Does discovery rule apply? Yes. Fox v. Ethicon Endo-Surgery, Inc., 35 Cal.4th 797, 110 P.3d 914, (Cal., 2005.) Norgart v. Upjohn Co., 21 Cal.4th 383, 405 (1999).
Who has the right to bring suit?
The decedent's surviving spouse, domestic partner, children, and issueof deceased children, or, if there is no surviving issue of the decedent, the persons, including the surviving spouse or domestic partner, whowould be entitled to the property of the decedent by intestate succession. Cal. Code Civ. Proc. § 377.60
Statute of Limitations:
Two Years. Cal. Code Civ. Proc. § 335.1 (2002).
Does discovery rule apply?
Yes. Fox v. Ethicon Endo-Surgery, Inc., 35 Cal.4th 797, 110 P.3d 914, Cal., 2005. Norgart v. Upjohn Co., 21 Cal.4th 383, 405 (1999).
In 1980, California enacted Cal. Civ. Proc. § 340.2 which establishes a separate statute of limitations for asbestos claims. §340.2 reads in pertinent part:
(a) In any civil action for injury or illness based upon exposure to asbestos, the time for the commencement of the action shall be the later of the following:
(1) Within one year after the date the plaintiff first suffered disability.
(2) Within one year after the date the plaintiff either knew, or through the exercise of reasonable diligence should have known, that such disability was caused or contributed to by such exposure.
(b) “Disability” as used in subdivision (a) means the loss of time from work as a result of such exposure which precludes the performance of the employee's regular occupation.

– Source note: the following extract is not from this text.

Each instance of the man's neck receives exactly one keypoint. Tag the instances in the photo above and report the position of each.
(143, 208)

Determining when the statute of limitations begins to run for asbestos claims in California is a two step process. First, you must determine whether the client is“disabled” under Cal. Civ. Proc. §340.2(b). If the client is not disabled as defined by subsection (b), then the statute has not yet begun to run and the client’s claims are not time-barred.
The first step in determining when a plaintiff’s statute of limitations for asbestos claims begins to run is to determine whether the individual is disabled under subsection (b). For an individual to be disabled under subsection (b), “asbestos-related injuries [must have] cause[d] a permanent termination of the plaintiff's ability to perform his or her job, which actually forces the plaintiff off the job.” Duty v. Abex Corp. (1989) 214 Cal.App.3d 742, 750 [263 Cal.Rptr. 13]
Subsection (b) is written so narrowly that the following types of individuals can never be considered disabled, and thus the statute of limitations for their asbestos claims will never begin to run, and will therefore never be time-barred:
•Individuals who retired from work for reasons unrelated to any asbestos-related illness the person may have.
•An employee who took some time off from work due to an asbestos-related condition, but later returned to work at his or her regular occupation.
•Students, homemakers, and others who have never been employed.
•Anyone who is still working in his or her regular occupation.
•An employee who retires in part due to medical advice regarding his or her asbestos-related illness, but was still medically able to continue working when he or she retired.
If the client is disabled, you must next determine when the client either knew, or should have known that the cause of his or her disability was exposure to asbestos.